Ségur de la santé : ce texte est une "déception énorme" fustige le rapporteur du Sénat

Par Véronique Martinache, AFP  |   |  666  mots
L'avis, très sévère, du rapporteur LR Alain Milon est clairement soutenu par le groupe PS qui demande le renvoi du texte en commission, pointant "une proposition de loi sans fil conducteur", qui "n'est qu'une tentative, incomplète, d'assemblage de mesures mal articulées entre elles". (Crédits : Reuters)
Le texte issu de la concertation engagée cet été par le gouvernement pour sauver le système hospitalier arrive ce mercredi en première lecture au Sénat. Après avoir auditionné des représentants des différentes professions de santé et des usagers, le rapporteur LR Alain Milon affiche sans langue de bois son "insatisfaction totale" face à "un texte brouillon, qui aborde beaucoup de sujets très importants actuellement pour la santé, et qui en fait ne les traite pas"...

"Pas à la hauteur", "sans fil conducteur": c'est avec un regard très critique que le Sénat va entamer mercredi l'examen en première lecture d'une proposition de loi LREM portant plusieurs mesures promises dans le cadre du "Ségur de la santé", notamment sur l'organisation de l'hôpital.

Une "déception énorme et une insatisfaction totale"

"C'est un texte brouillon, qui aborde beaucoup de sujets très importants actuellement pour la santé, et qui en fait ne les traite pas", a déclaré à l'AFP le rapporteur LR Alain Milon.

"Il y a une déception énorme et une insatisfaction totale sur ce texte", ajoute le rapporteur qui a auditionné des représentants des différentes professions de santé et des usagers.

La gauche fustige la "vision budgétaire et managériale"

À gauche, le texte sera accueilli par deux motions de procédure. L'une demandant son rejet en bloc, portée par le groupe CRCE à majorité communiste, pour qui il s'inscrit "dans la continuité des lois réorganisant les établissements de santé au profit d'une vision budgétaire et managériale, au détriment de la qualité des soins et des conditions de travail des personnels".

Une autre motion portée par le groupe PS demande le renvoi du texte en commission, pointant "une proposition de loi sans fil conducteur", qui "n'est qu'une tentative, incomplète, d'assemblage de mesures mal articulées entre elles".

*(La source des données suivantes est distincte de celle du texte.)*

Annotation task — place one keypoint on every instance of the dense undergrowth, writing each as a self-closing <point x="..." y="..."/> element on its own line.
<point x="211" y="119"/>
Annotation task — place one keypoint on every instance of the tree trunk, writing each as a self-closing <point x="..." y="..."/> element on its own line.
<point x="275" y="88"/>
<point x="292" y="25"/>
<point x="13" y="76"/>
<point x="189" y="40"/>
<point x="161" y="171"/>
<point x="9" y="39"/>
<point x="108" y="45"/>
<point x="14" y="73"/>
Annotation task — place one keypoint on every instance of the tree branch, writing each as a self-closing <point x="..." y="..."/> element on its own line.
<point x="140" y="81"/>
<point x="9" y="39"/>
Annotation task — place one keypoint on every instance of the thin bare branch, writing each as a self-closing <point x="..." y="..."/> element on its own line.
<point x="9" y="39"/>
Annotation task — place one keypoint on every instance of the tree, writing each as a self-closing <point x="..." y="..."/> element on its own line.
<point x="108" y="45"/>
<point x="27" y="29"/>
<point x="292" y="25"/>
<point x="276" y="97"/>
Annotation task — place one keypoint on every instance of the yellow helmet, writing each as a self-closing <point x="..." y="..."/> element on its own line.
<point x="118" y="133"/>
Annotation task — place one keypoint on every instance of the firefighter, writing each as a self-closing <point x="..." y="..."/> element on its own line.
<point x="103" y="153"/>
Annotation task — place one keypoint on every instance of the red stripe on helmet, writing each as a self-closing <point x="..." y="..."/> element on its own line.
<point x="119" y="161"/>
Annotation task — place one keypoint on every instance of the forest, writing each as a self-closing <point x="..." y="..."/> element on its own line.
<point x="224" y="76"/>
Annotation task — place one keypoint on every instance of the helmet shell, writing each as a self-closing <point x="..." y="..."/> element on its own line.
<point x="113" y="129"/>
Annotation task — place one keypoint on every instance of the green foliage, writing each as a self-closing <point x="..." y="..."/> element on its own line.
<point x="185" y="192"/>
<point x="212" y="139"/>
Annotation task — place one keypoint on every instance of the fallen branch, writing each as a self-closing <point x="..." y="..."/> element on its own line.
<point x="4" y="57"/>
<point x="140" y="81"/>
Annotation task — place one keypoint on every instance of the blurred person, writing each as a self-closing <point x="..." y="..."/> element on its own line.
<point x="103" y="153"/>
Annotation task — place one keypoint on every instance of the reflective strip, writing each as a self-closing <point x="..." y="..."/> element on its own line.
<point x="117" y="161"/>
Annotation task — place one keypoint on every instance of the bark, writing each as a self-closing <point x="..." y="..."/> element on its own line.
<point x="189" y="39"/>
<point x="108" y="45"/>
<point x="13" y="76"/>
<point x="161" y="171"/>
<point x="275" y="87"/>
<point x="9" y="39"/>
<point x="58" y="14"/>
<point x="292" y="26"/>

Adoptée en première lecture début décembre par les députés, la proposition de loi portée par Stéphanie Rist (LREM), qualifiée de "projet de loi gouvernemental déguisé" par le CRCE, a déjà connu un parcours laborieux à l'Assemblée nationale. Certaines de ses dispositions ont été vidées de leur contenu face aux critiques du monde de la santé et d'autres retoquées ou largement remaniées dans l'hémicycle.

Le texte est censé répondre, en partie du moins, aux promesses non financières du "Ségur", accords signés en juillet à l'issue d'une concertation lancée après la première vague de l'épidémie de Covid-19 qui avait mis au jour les grandes difficultés du quotidien des soignants.

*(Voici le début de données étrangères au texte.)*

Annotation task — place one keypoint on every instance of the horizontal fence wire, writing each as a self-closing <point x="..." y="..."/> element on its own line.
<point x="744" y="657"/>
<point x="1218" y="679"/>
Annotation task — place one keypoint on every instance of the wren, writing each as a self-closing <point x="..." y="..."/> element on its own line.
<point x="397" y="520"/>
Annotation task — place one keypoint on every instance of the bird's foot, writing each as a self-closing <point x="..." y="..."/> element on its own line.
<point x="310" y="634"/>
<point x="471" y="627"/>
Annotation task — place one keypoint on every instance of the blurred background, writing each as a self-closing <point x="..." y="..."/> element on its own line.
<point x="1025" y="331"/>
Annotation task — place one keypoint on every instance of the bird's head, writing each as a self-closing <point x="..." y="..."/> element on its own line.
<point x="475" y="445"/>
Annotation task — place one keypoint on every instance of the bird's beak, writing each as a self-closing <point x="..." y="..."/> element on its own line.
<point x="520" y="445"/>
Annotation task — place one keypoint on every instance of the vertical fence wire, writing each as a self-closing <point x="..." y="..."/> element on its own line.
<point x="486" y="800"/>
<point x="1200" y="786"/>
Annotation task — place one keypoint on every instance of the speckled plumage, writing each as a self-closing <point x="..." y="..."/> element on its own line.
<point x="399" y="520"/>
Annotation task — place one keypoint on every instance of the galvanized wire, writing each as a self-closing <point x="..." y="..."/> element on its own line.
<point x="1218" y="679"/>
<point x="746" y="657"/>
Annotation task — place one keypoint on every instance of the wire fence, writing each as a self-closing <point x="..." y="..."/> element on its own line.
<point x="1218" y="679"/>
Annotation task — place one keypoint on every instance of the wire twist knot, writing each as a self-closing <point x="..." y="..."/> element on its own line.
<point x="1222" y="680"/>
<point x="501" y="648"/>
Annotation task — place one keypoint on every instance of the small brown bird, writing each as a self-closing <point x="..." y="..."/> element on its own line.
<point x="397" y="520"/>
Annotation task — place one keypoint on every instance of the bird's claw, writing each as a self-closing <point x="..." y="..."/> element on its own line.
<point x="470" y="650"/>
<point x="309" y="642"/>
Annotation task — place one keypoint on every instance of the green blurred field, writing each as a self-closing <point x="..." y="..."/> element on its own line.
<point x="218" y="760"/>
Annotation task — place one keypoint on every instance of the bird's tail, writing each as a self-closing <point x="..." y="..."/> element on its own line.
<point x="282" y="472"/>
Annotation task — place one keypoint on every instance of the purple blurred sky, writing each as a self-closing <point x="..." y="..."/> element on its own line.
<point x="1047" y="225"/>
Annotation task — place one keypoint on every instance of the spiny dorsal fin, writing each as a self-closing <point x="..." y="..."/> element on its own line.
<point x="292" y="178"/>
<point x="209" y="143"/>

Olivier Véran contesté par le rapporteur

À l'Assemblée, le ministre de la Santé Olivier Véran a salué "une pierre supplémentaire à l'édifice du Ségur".

"Le système de santé a besoin d'oxygène et le texte n'apporte que de l'azote", déplore de son côté, caustique, le rapporteur.

En commission, les sénateurs ont adopté un texte largement remanié et supprimé 10 articles sur 37. C'est notamment le cas de l'article 1er, qui proposait initialement la création d'une "profession médicale intermédiaire", mais a été "vidé de toute portée" par les députés. Il n'en restait qu'une demande de rapport.

Supprimé également l'article prévoyant l'intervention de bénévoles à titre individuel dans les établissements publics et privés de santé, en dehors du cadre associatif.

Les sénateurs ont encore supprimé la disposition visant à permettre au directeur d'hôpital de consulter le fichier national de déclaration à l'embauche, pour contrôler "le cumul irrégulier d'activités" des médecins, estimant qu'il présentait "une atteinte disproportionnée à la protection de la vie privée".

Tout en saluant les dispositions valorisant le rôle du chef de service et associant plus étroitement le personnel médical à la gestion de l'établissement, la commission a déploré d'"importantes lacunes", notamment l'absence de mesures relatives au personnel paramédical.

Les sénateurs ont ainsi adopté en commission un amendement tendant à garantir aux personnels paramédicaux une meilleure représentation.

Dans le contexte de crise sanitaire, l'exécutif s'était porté l'été dernier au chevet du système hospitalier avec le Ségur de la Santé, qui a abouti à une enveloppe de 8,2 milliards d'euros de revalorisation salariale ainsi que 15.000 embauches. A cela s'ajoute la reprise de la dette hospitalière à hauteur de 13 milliards d'euros.